ADR-0589: Metal float_ssim option parity — enable_lcs, enable_db, clip_db, scale¶
- Status: Accepted
- Date: 2026-05-16
- Deciders: lusoris, Claude (Anthropic)
- Tags:
metal,ssim,option-parity,apple-silicon,kernel,fork-local
Context¶
The Metal float_ssim_metal extractor shipped in ADR-0421 with a hardwired two-pass Gaussian+SSIM kernel that produces a single per-frame SSIM score. The CPU reference (float_ssim.c) exposes four user-facing options:
enable_lcs— emit per-frame luminance (float_ssim_l), contrast (float_ssim_c), and structure (float_ssim_s) sub-scores alongside the composite SSIM.enable_db— convert the SSIM score to decibels:-10·log10(1−SSIM).clip_db— clamp the dB output to a finite maximum derived from frame dimensions and bit depth.scale— decimation scale factor (0=auto, 1=no downscaling).

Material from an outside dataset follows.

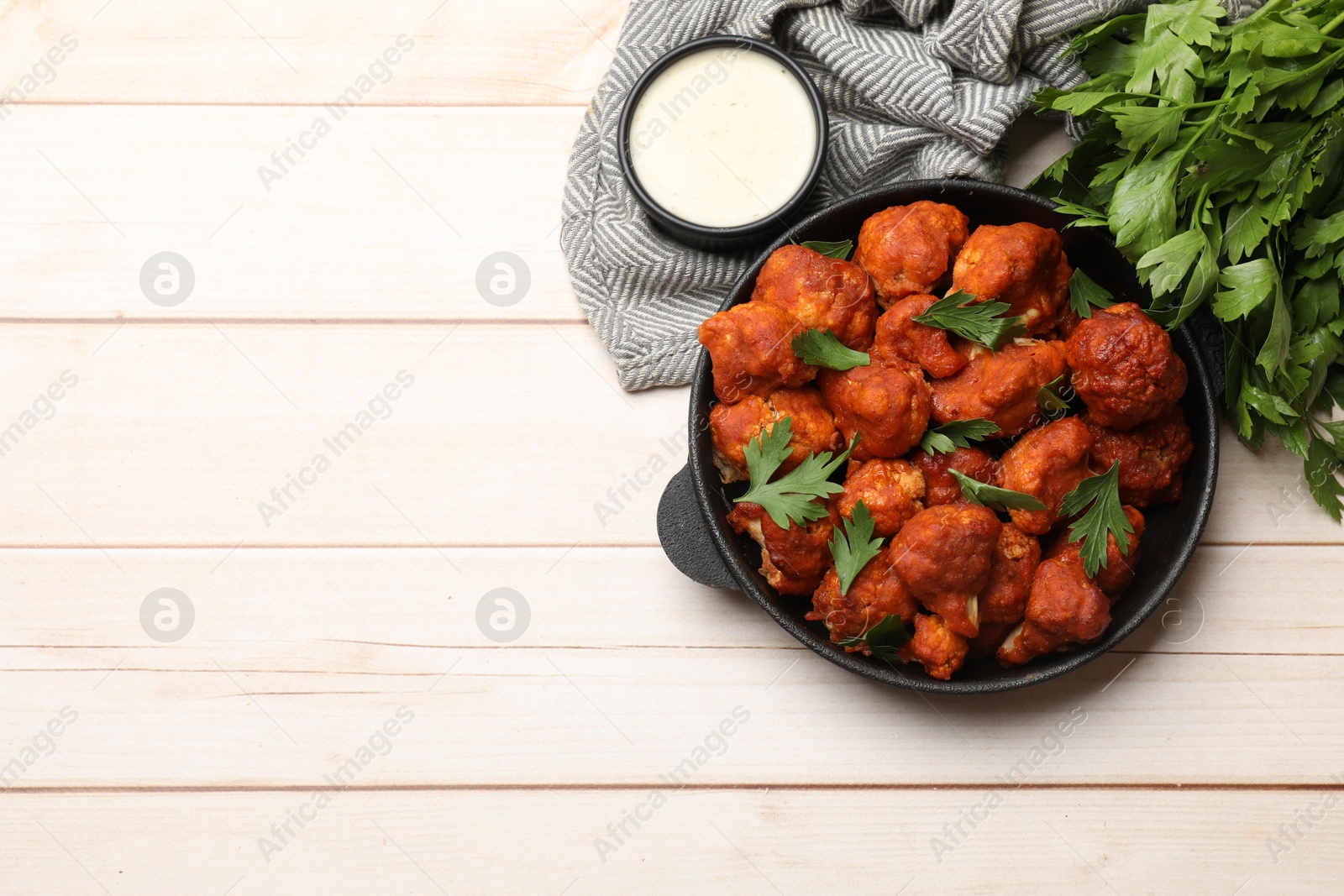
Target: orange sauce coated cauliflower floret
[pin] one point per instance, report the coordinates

HIP (float_ssim_hip.c, ADR-0374) added scale only. Neither HIP nor Metal had enable_lcs, enable_db, or clip_db. An audit of the Metal extractor against the CPU reference identified this as a gap that makes the Metal path unsuitable as a drop-in for downstream consumers that rely on the float_ssim_l / float_ssim_c / float_ssim_s sub-scores or the dB output form.
Decision¶
Extend float_ssim_metal.mm and the companion float_ssim.metal kernel to reach full CPU option parity:
- Add
enable_lcs,enable_db,clip_db, andscaleto theVmafOptionarray in the host.mm. - Extend
float_ssim_vert_combinein the Metal shader to accept alcs_flagsuniform and anlcs_partsoutput buffer (3 × partials_count floats for L, C, S partial sums). Whenlcs_flags == 0the kernel falls through the existing single-sum path with no extra ALU cost. - Apply
enable_db/clip_dbhost-side incollect_fex_metalafter the partial-sum reduction — identical to the CPUconvert_to_db()helper. - Validate
scale: v1 rejectsscale > 1atinittime with-EINVALand a log message, matching the HIP twin's posture. - Extend
provided_features[]to declarefloat_ssim_l,float_ssim_c,float_ssim_s(conditionally emitted whenenable_lcs == true).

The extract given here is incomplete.